On September 11, we will remember all those we have lost on that ill-fated day when a terrorist attack on the World Trade Center in New York City turned the world-famous landmark into rubble.

I was living in Brazil when the tragedy occurred, sending a tsunami across the world. More than ninety other nations also lost loved ones that day, including three Brazilian-Americans and twenty-six Guyanese-Americans.

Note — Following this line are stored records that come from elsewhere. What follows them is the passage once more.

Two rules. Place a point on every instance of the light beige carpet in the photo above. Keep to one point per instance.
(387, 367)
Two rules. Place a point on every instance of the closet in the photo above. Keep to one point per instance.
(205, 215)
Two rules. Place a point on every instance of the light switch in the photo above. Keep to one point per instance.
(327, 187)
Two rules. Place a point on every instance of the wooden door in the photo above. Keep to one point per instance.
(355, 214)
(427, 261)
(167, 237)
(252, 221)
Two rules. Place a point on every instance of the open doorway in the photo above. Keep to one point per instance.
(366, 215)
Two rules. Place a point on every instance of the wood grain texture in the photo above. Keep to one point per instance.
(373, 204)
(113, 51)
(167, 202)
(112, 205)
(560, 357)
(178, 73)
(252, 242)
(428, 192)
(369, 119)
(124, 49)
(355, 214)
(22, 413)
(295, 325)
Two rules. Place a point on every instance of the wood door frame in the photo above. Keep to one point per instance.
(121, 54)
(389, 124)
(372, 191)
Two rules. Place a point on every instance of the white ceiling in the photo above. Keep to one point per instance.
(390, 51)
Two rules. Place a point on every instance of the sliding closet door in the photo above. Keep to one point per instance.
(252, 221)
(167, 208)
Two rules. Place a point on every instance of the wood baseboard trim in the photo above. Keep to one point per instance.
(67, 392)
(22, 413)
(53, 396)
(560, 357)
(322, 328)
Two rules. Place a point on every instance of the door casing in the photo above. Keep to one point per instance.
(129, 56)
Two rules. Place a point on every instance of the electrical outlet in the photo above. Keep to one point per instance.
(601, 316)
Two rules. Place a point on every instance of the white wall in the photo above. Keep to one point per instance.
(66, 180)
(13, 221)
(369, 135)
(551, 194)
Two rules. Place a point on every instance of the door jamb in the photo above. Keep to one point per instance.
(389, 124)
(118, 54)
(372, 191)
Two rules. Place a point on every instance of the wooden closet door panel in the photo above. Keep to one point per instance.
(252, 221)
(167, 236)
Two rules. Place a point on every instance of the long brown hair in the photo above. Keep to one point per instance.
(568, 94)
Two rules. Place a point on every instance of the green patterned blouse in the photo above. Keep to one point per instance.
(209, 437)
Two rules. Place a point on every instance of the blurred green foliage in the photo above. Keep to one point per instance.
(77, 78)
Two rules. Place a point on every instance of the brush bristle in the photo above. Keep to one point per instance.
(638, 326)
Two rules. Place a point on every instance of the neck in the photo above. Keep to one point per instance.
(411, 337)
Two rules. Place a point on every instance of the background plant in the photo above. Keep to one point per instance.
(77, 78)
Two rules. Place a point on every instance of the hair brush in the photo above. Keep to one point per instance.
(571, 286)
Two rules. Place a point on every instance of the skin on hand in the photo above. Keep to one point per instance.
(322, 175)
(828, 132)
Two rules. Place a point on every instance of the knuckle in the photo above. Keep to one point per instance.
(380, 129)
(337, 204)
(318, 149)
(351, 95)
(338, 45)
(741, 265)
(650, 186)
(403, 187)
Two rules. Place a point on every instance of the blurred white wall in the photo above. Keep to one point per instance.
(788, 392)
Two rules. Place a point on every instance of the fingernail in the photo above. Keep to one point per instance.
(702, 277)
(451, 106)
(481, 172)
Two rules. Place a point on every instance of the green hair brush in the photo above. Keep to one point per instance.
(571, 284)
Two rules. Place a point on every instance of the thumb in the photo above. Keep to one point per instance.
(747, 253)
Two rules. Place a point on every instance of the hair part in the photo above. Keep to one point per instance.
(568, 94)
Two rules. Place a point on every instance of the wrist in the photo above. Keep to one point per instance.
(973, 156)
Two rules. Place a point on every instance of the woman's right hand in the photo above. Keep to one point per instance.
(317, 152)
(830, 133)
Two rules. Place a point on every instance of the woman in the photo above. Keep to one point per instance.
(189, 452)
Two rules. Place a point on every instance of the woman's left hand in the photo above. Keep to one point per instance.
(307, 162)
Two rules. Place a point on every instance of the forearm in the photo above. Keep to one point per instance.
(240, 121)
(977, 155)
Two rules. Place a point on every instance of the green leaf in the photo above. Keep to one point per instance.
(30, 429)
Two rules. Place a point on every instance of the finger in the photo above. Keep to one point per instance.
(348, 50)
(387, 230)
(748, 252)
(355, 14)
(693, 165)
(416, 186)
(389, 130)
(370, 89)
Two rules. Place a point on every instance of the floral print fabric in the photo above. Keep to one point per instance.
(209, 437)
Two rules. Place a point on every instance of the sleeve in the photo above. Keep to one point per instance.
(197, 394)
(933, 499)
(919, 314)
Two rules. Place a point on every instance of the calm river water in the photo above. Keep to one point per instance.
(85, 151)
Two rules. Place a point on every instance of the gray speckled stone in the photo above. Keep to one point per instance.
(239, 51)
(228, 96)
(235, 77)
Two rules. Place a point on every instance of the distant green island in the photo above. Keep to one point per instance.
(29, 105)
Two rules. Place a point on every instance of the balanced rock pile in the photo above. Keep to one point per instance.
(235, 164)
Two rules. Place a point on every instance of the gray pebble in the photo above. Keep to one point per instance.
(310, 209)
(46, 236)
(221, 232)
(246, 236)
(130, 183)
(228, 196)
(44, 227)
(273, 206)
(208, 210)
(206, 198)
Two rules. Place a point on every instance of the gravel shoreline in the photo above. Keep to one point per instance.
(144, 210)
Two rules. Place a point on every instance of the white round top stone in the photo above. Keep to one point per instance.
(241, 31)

In his poem, “Guyanese Roll Call,” Guyanese-Canadian poet Peter Jailall remembers his twenty-six countrymen and women who died on that day. Their American Dream had been suddenly cut short.

Listen to our roll call
Of those who died
On that dreadful September day,
Following their American Dream: 

Patrick Adams
Leslie Arnold Austin
Rudy Bacchus
Kris Romeo Bishundauth
Pamela Boyce
Annette Datarom
Babita Guman
Nizam Hafiz
Ricknauth Jhagganauth
Charles Gregory Jolin
Bowanie Devi Kemraj
Sarab Khan
Amerdauth Luchman
Shevonne Meutis
Narendra Nath
Marcus Neblett
Hardai Parbhu
Ameena Rasool
Shiv Sankar
Sita Sewnarine
Karini Singh
Rosham Singh
Astrid Sohan
Joyce Stanton
Patricia Staton
Vanava Thompson 

These are our dedicated,
Hard-working country people,
Who travelled from South to North
To savour just a small bite
Of the Big Apple. 

We will always remember them.

Source: Poetry Collection, People of Guyana by Ian McDonald and Peter Jailall, MiddleRoad Publishers, Canada, 2018.

 

While violent anti-immigrant activism spread across America, let us remember that Guyanese and other Caribbean immigrant families also share our nation’s grief for loved ones lost on September 11, 2001.

 


Peter Jailall is a teacher, poet, and storyteller. He has published five books of poetry. In 2011, he received the Marty’s Award for Established Literary Arts in Mississauga, Ontario, where he lives. Since his retirement, Jailall has conducted workshops on Poetry Writing in schools across Guyana and Canada.